Los obispos católicos costarricenses advirtieron sobre el avance de la violencia, el crimen organizado, la exclusión y la desigualdad, mientras plantea el diálogo y la recuperación de la paz como desafíos urgentes para la sociedad de su país.

En la Carta Pastoral Colectiva “¡La paz esté con ustedes!”, los obispos alertaron que Costa Rica “se está desangrando ante la criminalidad y la violencia” y señalaron la expansión de organizaciones vinculadas al narcotráfico, el sicariato y el reclutamiento de jóvenes. Frente a este escenario, advirtieron del riesgo de que la población caiga en “temor e incluso un miedo paralizante”.

La Iglesia hizo un llamado para detener la violencia homicida y el derramamiento de sangre provocado por las estructuras criminales.

“¡Basta ya de muerte y dolor! ¡Basta ya de violencia homicida! ¡Alto al derramamiento de sangre por parte de estos traficantes de muerte y aflicción!”, expresaron los obispos en el documento.

La Carta también advierte sobre el deterioro de la confianza ciudadana debido a casos relacionados con sectores empresariales y funcionarios, que han “minado gravemente la confianza de la población en las instituciones públicas e incluso en los Poderes de la República”.

Ante la confrontación política, los religiosos pidieron recuperar “una conciencia más clara y ética de la función pública” y poner “un alto a tanta confrontación que no soluciona, sino que más bien agrava” los problemas.

La Conferencia Episcopal abordó además la pobreza, el desempleo y la precariedad laboral. Aunque reconoció avances en la reducción de la pobreza, señaló que todavía persisten brechas sociales y recordó que “sigue habiendo pobreza y es nuestro deber evangélico mitigarla”. En educación, pidió reforzar las becas, la inversión pública y la construcción de un proyecto educativo integral.

Los obispos también solicitaron mayor protección para migrantes, indígenas, personas en condición de calle, agricultores y pescadores. Sobre la movilidad humana, señalaron que “no se trata sólo de migrantes: se trata de nuestra humanidad”. En materia sanitaria, pidieron fortalecer la Caja Costarricense del Seguro Social para atender las listas de espera que mantienen “en la incertidumbre y el dolor a miles de hermanos y hermanas”.

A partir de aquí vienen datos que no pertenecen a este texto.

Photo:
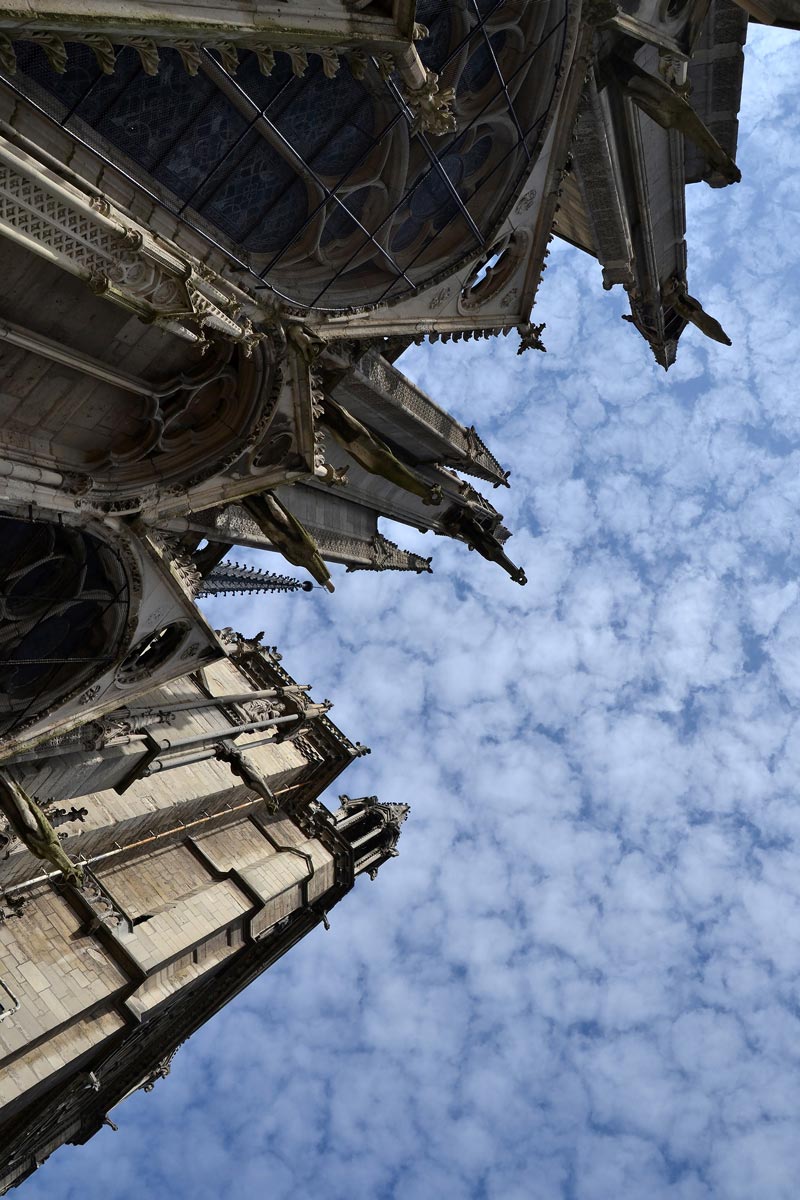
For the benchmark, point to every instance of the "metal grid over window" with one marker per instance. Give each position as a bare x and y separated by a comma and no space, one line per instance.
322,186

El documento plantea superar “la cultura de la confrontación, las palabras ofensivas, los gestos hostiles y las descalificaciones personales” mediante el diálogo.

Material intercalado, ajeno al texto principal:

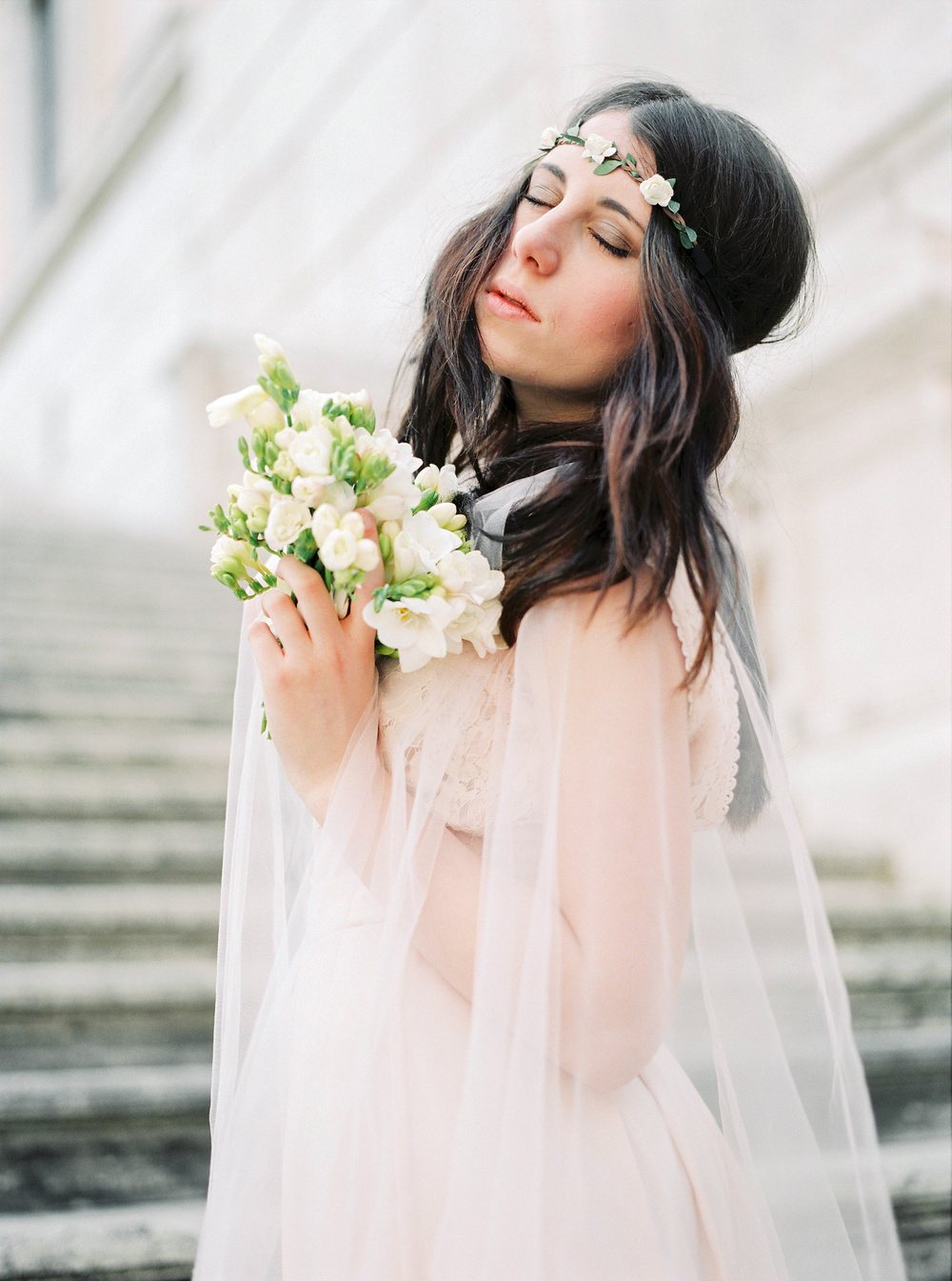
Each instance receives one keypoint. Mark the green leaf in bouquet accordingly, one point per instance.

La Iglesia también reconoció la necesidad de revisar sus propias prácticas frente a los abusos, pidió perdón por “posibles omisiones y negligencias” y reclamó avanzar hacia una “cultura del cuidado” y una política de “cero tolerancia”.

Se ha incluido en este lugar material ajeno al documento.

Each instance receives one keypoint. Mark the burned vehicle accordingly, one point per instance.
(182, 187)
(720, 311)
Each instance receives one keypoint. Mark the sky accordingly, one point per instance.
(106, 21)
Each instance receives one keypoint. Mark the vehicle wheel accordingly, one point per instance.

Al concluir la Carta Pastoral, los obispos invitaron a los costarricenses a convertirse en “artesanos de la paz” y abandonar la violencia, el odio y la confrontación.

“¡Vivamos en el respeto, el diálogo y la amabilidad!”, pidieron, al defender la construcción de una sociedad basada en el encuentro, la responsabilidad colectiva y la paz.